Using the bathroom on the USS Cobia was not a simple task — it took nine steps to flush the toilet correctly.
If the procedure was not properly followed, the contents would shoot back out, leading crew members to nickname the toilets "freckle-makers."
The USS Cobia had four 16-cylinder diesel locomotive engines, two in the forward engine room and two in the after engine room.
The two engines in the forward engine room still work.
With all of the heat from the engines trapped inside the submarine's steel frame, the average temperature on board was 90 degrees Fahrenheit. Most crew members wore cutoffs and sandals instead of uniforms.
The diesel engines charged the submarine's battery banks, which powered its electric motors.
The water purifying system in the forward engine room could produce up to 1,000 gallons of fresh water each day.
Most of the freshwater supply went toward maintenance, not hygiene. The submarine's batteries required fresh water since they ran so hot that they evaporated their electrolyte fluid.
In the maneuvering room, crew members monitored the USS Cobia's electricity use and speed.
The USS Cobia could only charge its batteries while surfaced, so it usually moved slowly, around 2 to 3 miles per hour, to conserve battery power. Its maximum speed was 9 knots, or about 10 miles per hour.
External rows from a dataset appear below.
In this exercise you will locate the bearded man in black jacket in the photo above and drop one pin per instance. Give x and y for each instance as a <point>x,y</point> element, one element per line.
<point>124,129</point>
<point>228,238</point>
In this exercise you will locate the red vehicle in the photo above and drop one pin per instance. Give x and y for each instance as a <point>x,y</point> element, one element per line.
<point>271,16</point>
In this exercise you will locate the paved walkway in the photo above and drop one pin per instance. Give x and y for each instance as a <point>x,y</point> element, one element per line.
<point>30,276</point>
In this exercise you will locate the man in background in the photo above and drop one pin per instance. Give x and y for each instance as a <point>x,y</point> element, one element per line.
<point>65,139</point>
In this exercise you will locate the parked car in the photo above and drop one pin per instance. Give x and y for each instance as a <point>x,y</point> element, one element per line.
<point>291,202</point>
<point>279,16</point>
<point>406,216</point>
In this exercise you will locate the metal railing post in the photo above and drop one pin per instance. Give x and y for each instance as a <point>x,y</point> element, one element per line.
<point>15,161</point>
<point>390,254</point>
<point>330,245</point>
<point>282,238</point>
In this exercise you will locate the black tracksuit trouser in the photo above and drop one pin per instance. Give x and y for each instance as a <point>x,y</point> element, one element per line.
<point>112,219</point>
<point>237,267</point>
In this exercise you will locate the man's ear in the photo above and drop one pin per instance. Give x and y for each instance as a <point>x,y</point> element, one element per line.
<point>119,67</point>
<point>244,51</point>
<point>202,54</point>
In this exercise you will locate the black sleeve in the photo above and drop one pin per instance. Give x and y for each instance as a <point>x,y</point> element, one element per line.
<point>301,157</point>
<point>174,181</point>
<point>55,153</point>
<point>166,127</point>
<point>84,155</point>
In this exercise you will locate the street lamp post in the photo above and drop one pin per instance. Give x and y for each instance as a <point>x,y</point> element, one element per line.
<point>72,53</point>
"The faster we go underwater, the quicker the batteries are going to be depleted," Becker said. "Then you got to surface that much sooner."
The last stop was the after torpedo room in the back of the submarine.
During World War II, submarines had two torpedo rooms, one in the front and one in the back, so that torpedoes could be fired offensively and defensively, Becker said.
The torpedo launch tube featured an image of the cobia fish from the USS Cobia's battle flag.
Walt Disney Studios designed over 30 submarine battle flags featuring cartoon-like sea creatures during World War II. While Disney didn't draw the cobia depicted on the USS Cobia's flag, it was likely inspired by the studio's other designs.
I exited the USS Cobia in awe of its intricate systems and the service members who kept it running during World War II.
When I looked at my watch at the end of Becker's tour, I couldn't believe that nearly two hours had passed. The time flew by.
As I said goodbye and thanked him for the tour, I asked Becker about his favorite recipes from his service as a submarine cook. He said that the captain of the USS Silversides was a fan of his chocolate-chip cookies and once called the kitchen to ask for a plate when he smelled them baking.
"For the rest of the time he was on that boat, every morning when he woke up, there was a little plate of chocolate-chip cookies on his desk," Becker said. He pointed to his shoulder, indicating the spot where Navy uniform stripes indicate rank. "I got promoted."